Migrate multiple analytics and machine learning applications from a legacy SQL environment to Amazon Redshift and standardize codebases on a modern Python architecture.
Requirements
Strong knowledge of Python project structures, dependency management, and packaging tools (pip, poetry, conda).
Experience migrating applications from legacy SQL databases to cloud data warehouses (Redshift, Snowflake, BigQuery), ensuring data consistency.
Proficiency in SQL and experience optimizing queries for cloud warehouses.
Demonstrated ability to write robust tests (pytest/unittest) and integrate them with CI/CD pipelines.
Familiarity with containerization, orchestration, and workflow tools such as Docker, Kubernetes, Airflow, or Step Functions.
Experience with dbt-modeled data warehouses and collaboration with analytics engineers.
Knowledge of MLOps tools, model validation frameworks, and feature stores.
Responsibilities
Review existing Python applications to map dependencies, data access patterns, configuration, and deployment processes.
Transition data pipelines to pull from Redshift while eliminating legacy SQL dependencies.
Standardize code organization, packaging, configuration, logging, and containerization according to a modern reference framework.
Develop unit and integration tests for data ingestion, transformations, and model outputs, integrating them into CI/CD pipelines.
Document code, add clear type hints, improve readability, and produce operational runbooks for all applications.
Update deployment pipelines using containerization and orchestration tools to ensure repeatable, automated releases.

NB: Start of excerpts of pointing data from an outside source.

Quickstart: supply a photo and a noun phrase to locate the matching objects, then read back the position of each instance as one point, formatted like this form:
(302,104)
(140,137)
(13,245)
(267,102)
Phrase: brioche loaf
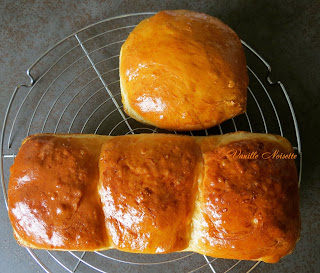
(183,70)
(231,196)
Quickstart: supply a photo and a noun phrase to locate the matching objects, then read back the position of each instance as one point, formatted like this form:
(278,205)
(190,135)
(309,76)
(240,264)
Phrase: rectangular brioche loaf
(230,196)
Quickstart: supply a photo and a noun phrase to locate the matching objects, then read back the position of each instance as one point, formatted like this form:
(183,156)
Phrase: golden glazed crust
(157,193)
(148,186)
(183,70)
(53,197)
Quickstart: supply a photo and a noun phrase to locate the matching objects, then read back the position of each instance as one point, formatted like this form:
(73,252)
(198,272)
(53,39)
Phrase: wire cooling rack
(74,88)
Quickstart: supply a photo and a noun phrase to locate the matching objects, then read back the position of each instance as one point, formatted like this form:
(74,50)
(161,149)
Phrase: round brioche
(183,70)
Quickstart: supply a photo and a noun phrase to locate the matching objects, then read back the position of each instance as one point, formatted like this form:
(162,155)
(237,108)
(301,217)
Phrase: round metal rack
(74,88)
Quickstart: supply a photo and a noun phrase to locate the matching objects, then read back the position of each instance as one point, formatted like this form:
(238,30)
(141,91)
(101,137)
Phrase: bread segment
(53,198)
(157,193)
(147,186)
(249,200)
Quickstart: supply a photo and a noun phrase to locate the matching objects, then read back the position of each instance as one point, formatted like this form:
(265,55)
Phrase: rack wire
(74,88)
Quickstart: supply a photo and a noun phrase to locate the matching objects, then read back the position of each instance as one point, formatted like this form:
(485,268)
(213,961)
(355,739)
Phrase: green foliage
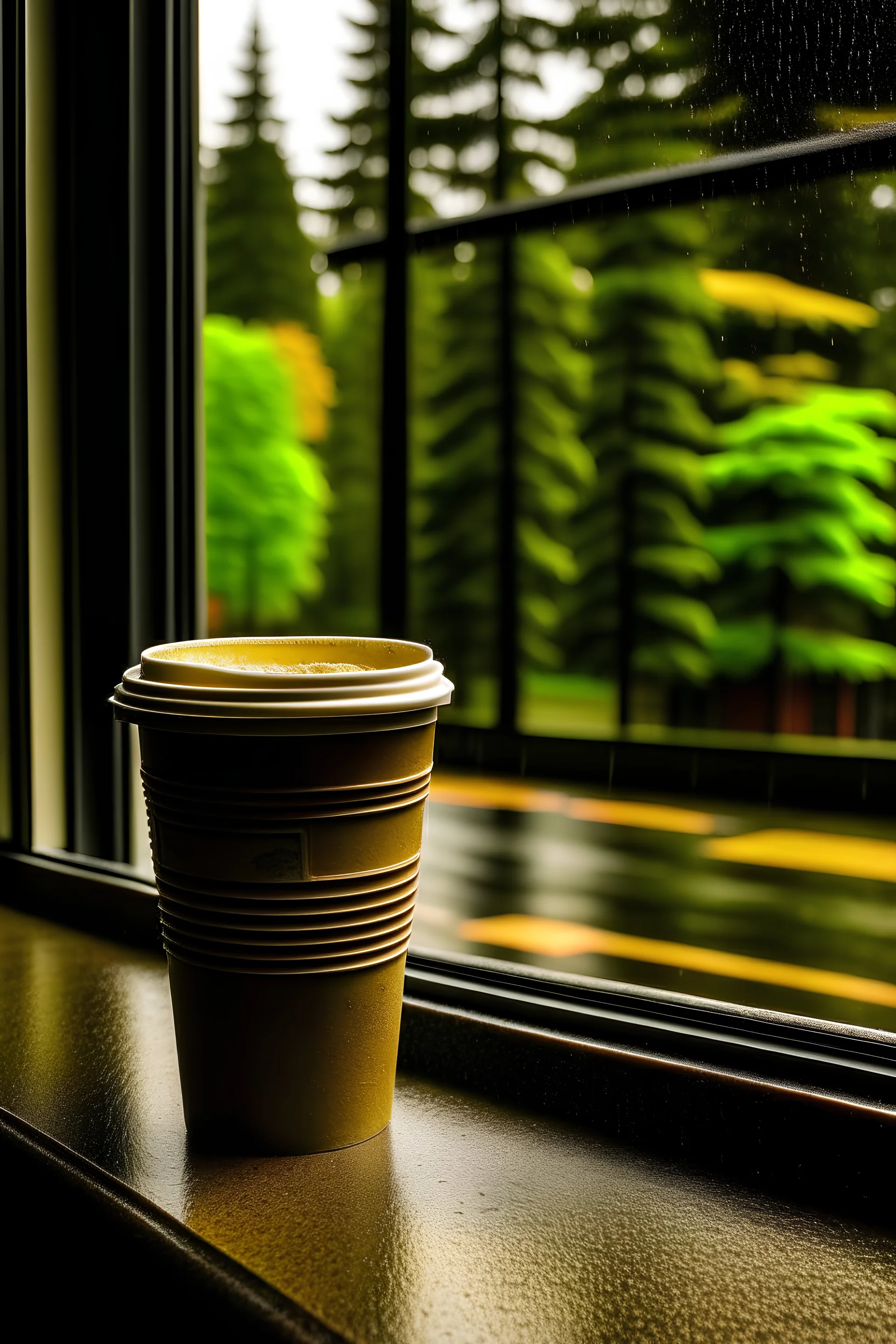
(266,494)
(352,330)
(459,390)
(653,106)
(797,517)
(554,467)
(456,465)
(259,261)
(649,429)
(640,605)
(360,163)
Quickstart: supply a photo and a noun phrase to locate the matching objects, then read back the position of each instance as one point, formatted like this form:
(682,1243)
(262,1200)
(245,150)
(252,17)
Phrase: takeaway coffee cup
(285,783)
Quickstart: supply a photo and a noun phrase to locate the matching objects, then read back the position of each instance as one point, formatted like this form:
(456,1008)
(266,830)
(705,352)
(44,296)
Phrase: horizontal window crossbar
(855,1061)
(680,185)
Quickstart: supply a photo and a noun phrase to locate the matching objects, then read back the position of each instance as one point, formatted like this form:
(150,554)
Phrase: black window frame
(155,263)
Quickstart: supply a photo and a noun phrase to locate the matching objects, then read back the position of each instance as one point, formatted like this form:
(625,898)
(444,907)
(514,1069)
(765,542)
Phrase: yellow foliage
(805,364)
(314,381)
(854,119)
(753,385)
(774,299)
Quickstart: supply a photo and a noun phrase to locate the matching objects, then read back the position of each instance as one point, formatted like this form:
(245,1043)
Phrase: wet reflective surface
(464,1221)
(525,857)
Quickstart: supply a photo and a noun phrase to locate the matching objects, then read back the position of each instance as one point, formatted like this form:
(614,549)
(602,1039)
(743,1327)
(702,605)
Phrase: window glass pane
(776,912)
(528,97)
(733,558)
(291,152)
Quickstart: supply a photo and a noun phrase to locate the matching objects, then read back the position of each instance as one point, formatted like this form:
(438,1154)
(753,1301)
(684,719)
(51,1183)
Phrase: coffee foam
(234,662)
(291,677)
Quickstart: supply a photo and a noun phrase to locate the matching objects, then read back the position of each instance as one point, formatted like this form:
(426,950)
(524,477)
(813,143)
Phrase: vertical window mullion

Provide guidance and training to engineers on modern development standards, testing practices, and Redshift integration.
Other
7+ years of professional experience developing production ML or analytics applications in Python.
Strong documentation skills and ability to coach other engineers on sustainable development practices.
Remote (U.S. time zones; must overlap ?4 hours with U.S. Central Time)